Who’s got two thumbs and joined the Secret Recipe Club this month? This gal, that’s who!
In case you’re not familiar with Secret Recipe Club, here’s how it works in a nutshell – each month, the SRC members are each randomly assigned a secret blogger buddy, and then pick a recipe from their buddy’s blog to cook and document on their own blog on the big reveal date. A few bloggers I follow have joined up in recent months, and it seemed like a neat way to connect with other bloggers while trying out some recipes I might otherwise never have discovered. Sounds like a win-win proposition, right?

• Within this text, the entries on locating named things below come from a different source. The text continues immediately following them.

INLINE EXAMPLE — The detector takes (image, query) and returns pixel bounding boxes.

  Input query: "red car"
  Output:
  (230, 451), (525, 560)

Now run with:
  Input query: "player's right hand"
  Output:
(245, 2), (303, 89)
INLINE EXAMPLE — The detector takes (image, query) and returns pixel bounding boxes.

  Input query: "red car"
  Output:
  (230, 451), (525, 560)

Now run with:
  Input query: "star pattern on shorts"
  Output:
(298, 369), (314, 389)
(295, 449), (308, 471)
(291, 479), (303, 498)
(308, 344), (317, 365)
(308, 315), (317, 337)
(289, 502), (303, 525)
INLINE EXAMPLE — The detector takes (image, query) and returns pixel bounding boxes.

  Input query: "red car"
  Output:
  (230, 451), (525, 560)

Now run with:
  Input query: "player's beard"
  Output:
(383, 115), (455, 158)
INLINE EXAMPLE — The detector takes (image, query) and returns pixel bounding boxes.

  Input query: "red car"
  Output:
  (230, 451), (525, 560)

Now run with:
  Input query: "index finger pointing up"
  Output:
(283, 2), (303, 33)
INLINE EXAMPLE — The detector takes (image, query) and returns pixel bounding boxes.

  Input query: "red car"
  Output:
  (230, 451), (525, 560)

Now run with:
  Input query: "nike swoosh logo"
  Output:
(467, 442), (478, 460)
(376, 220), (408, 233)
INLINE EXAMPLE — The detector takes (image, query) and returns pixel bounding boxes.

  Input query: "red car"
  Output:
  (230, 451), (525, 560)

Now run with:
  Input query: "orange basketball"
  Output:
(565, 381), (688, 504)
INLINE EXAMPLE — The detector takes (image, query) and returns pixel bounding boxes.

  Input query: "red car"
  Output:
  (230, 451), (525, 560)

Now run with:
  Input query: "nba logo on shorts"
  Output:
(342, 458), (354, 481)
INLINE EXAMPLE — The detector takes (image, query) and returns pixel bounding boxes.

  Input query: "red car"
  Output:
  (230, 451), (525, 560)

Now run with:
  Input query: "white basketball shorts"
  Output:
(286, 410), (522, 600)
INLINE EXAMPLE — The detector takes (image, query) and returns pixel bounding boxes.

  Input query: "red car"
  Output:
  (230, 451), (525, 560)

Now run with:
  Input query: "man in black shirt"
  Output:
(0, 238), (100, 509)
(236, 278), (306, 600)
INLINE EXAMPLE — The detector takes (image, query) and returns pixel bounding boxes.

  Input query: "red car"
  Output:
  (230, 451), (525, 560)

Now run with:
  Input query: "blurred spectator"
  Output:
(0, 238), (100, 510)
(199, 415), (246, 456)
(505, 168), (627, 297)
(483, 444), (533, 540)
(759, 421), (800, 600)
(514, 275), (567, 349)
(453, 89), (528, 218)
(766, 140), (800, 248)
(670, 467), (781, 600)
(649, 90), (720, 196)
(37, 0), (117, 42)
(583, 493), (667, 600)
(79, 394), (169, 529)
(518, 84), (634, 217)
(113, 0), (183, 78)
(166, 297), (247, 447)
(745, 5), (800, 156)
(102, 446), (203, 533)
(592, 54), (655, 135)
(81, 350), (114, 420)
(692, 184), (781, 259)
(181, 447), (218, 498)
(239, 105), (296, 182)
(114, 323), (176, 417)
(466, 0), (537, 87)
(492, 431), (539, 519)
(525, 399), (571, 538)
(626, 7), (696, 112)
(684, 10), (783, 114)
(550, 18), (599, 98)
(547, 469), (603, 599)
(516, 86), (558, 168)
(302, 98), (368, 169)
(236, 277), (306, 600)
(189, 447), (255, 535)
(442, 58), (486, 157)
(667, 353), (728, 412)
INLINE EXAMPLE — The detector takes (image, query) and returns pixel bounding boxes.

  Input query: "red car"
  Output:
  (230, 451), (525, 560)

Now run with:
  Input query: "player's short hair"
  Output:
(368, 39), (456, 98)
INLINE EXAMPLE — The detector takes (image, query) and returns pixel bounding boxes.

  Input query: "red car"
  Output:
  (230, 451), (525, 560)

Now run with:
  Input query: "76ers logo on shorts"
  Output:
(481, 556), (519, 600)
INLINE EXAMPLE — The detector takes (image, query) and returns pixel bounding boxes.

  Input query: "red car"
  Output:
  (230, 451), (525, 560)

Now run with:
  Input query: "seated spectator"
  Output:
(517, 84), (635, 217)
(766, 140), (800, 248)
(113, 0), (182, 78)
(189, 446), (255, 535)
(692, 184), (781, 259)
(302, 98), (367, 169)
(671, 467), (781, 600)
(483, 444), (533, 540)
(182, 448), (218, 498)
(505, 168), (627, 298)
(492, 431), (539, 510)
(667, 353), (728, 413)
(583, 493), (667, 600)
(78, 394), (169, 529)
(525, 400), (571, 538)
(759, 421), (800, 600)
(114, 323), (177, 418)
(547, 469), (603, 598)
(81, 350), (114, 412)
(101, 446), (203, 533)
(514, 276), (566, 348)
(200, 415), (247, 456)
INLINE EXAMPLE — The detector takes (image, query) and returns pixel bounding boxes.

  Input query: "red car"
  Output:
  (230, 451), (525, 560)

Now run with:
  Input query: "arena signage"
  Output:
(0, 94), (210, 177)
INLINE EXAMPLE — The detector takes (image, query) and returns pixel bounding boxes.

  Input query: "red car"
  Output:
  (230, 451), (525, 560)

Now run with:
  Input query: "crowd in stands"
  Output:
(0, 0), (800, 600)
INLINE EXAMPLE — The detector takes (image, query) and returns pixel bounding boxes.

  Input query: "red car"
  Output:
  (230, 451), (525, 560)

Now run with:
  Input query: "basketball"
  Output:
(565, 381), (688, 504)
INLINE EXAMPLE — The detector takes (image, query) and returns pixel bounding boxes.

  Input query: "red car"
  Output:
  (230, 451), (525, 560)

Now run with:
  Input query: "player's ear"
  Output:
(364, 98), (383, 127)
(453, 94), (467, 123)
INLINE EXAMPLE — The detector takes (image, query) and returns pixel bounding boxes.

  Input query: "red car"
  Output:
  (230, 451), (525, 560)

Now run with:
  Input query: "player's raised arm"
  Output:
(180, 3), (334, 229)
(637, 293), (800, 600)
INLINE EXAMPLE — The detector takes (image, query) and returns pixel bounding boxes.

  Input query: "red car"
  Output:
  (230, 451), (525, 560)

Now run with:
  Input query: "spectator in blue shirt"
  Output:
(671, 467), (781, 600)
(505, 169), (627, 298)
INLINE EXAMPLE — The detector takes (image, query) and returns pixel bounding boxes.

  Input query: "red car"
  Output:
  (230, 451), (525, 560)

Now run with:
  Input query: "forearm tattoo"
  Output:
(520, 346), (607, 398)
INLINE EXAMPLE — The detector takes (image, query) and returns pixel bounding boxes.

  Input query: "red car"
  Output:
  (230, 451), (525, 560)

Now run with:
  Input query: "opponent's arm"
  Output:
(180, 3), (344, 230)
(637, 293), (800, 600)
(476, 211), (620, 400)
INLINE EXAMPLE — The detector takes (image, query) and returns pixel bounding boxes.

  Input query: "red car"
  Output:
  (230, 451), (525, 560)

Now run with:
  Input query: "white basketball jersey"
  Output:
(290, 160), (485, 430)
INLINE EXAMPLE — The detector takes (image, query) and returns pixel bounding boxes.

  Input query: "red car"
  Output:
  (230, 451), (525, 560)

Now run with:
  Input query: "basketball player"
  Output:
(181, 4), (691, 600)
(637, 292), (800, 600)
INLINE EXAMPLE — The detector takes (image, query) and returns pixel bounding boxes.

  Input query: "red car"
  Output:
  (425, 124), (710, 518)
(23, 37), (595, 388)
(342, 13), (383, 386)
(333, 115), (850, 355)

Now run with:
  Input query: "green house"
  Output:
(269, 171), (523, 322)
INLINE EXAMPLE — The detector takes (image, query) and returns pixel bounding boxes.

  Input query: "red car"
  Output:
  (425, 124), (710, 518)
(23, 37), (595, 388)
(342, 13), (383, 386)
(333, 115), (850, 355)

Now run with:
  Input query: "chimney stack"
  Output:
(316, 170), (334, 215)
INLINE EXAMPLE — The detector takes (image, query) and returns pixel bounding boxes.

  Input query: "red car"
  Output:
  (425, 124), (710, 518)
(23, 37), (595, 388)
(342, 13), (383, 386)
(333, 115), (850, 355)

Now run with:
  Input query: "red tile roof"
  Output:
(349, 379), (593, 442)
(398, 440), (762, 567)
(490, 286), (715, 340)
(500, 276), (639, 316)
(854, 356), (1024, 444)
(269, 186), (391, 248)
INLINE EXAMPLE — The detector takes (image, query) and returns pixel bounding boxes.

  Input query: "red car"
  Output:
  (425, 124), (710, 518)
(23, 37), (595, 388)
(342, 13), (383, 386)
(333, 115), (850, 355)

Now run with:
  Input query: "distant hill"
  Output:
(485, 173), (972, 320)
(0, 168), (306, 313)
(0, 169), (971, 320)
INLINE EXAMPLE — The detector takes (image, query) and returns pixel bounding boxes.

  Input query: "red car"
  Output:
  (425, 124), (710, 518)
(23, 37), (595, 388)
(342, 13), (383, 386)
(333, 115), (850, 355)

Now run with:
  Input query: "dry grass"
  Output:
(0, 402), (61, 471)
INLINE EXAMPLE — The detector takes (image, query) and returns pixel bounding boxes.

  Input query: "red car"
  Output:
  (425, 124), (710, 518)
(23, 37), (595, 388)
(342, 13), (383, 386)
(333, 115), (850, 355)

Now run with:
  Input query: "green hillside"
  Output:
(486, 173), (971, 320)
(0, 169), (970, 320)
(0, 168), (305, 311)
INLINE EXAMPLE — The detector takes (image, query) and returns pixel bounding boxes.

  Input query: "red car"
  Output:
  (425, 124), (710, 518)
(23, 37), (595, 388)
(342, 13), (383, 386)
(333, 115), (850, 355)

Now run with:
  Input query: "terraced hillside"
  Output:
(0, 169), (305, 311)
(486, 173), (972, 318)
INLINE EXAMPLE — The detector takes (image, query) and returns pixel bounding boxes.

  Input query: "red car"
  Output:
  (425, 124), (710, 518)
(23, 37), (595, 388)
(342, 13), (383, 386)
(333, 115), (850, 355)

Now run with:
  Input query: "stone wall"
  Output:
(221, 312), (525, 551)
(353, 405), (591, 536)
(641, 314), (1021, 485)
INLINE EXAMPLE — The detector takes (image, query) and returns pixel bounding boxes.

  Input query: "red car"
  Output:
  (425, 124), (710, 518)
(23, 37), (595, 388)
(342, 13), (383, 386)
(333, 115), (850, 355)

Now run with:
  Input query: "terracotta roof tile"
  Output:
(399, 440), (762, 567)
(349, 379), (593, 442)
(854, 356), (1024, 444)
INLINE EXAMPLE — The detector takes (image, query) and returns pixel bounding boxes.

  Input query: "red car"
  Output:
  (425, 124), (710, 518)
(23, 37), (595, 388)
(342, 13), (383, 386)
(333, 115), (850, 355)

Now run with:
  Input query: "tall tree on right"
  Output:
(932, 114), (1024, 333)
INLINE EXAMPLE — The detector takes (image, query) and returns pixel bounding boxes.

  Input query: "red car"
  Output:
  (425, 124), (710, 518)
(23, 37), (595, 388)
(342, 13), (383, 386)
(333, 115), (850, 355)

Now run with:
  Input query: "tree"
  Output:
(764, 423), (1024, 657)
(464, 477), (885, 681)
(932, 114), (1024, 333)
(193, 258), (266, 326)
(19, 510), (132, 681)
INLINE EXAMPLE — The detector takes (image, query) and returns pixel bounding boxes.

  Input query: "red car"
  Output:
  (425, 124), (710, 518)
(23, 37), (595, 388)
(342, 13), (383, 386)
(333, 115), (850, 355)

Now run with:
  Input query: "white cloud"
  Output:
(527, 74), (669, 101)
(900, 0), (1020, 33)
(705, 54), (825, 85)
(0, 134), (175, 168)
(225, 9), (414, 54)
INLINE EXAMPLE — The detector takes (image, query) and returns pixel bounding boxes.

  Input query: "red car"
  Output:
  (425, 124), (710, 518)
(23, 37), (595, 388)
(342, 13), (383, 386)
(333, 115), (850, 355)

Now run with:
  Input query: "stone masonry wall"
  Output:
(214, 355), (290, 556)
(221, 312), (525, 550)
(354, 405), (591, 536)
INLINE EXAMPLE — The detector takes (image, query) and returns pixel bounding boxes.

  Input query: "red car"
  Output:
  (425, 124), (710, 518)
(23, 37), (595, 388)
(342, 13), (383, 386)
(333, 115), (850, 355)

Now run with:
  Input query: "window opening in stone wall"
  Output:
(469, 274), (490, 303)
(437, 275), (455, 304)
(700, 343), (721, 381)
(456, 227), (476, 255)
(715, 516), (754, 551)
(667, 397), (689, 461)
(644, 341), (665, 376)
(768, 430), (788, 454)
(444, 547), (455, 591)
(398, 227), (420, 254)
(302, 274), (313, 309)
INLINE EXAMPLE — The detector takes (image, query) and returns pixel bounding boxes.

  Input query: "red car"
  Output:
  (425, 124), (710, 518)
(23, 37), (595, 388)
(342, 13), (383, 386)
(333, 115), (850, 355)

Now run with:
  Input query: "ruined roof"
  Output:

My assigned blogger for September is Megan at Megan’s Cookin’, whose lovely blog is chock-full of recipes for homey comfort foods and sinfully sweet desserts. It’s so chock-full, in fact, that I had a really hard time deciding which recipe I wanted to make!
With fall weather starting to sneak up on us, I was really tempted to try out her Pumpkin Pie Spiced Truffles or maybe the Sour Cream Pumpkin Coffeecake… and it was really hard to pass up the Bacon Candy, because I do love me some bacon. And just check out how cute these little Turtle Cupcakes with Royal Icing Turtle Toppers are, despite a few hiccups that happened along the way (BTW, I completely admire any blogger who willingly shares their failures and even giggle a little at them. Believe me, we all have them… I just tend to keep mine quiet, is all.)
In the end, though, it was her recipe for Killer Artichoke Bread that called my name. Actually, it didn’t really call my name… it just shouted something along the lines of “Bread! With loads of melted cheese! And artichokes! MAKE ME NOW!”.
(Yes, food occasionally screams orders at me. Particularly when said food is deep-fried, smothered in cheese or involves some form of chocolate.)
I didn’t make too many changes to Megan’s original recipe – besides scaling down to half of the topping ingredients (except for the garlic, because we LOVE garlic), I also swapped out the original French bread for a smaller ciabatta loaf and added one finely minced shallot to the mix.
The verdict? It’s awesome.
Seriously. Make this. NOW.
One small caution, however. Do not, under any circumstances, eat the whole loaf on your own, no matter how loudly it is shouting at you to do so. That would be bad. I take no responsibility for any major indigestion, sudden spikes in cholesterol levels or massive weight gain that might result from actually eating the whole thing in one sitting, as tempting as it might be. Consider yourself warned.
Instead, try inviting a friend or two or five to help you polish off these gorgeously gooey cheese-covered slices of heart-stopping, artery-clogging deliciousness. Or just scale down the recipe to make a half-batch, which is what I ended up doing for The Boy and myself… and as it is, we ended up declaring defeat halfway through, and saved the second half for another day.
- 2 tbsp butter
- 2 cloves garlic, pressed
- 1 (14 oz) can artichoke hearts, drained and chopped
- 1 cup shredded cheddar and mozarella cheese blend
- ½ cup grated Parmesan cheese
- ¼ cup sour cream
- 1 large shallot, finely minced
- 1 small loaf ciabatta bread
- Salt and freshly ground black pepper
- Preheat broiler, and line a large baking sheet with aluminum foil.
- In a large skillet set over medium-high heat, melt the butter until foamy. Add garlic and cook until fragrant, about 30 seconds. Scrape the cooked garlic into a large mixing bowl, and stir in artichoke hearts, mozzarella, cheddar, Parmesan, sour cream and shallot until combined.
- Slice the bread lengthwise. Place the bread halves on the prepared baking sheet, cut side up, and spoon the cheese and artichoke mixture overtop. Broil for about 5 minutes, or until the cheese is melted and bread is hot. Cut each half into six pieces and serve right away, while the cheese is still nice and melty.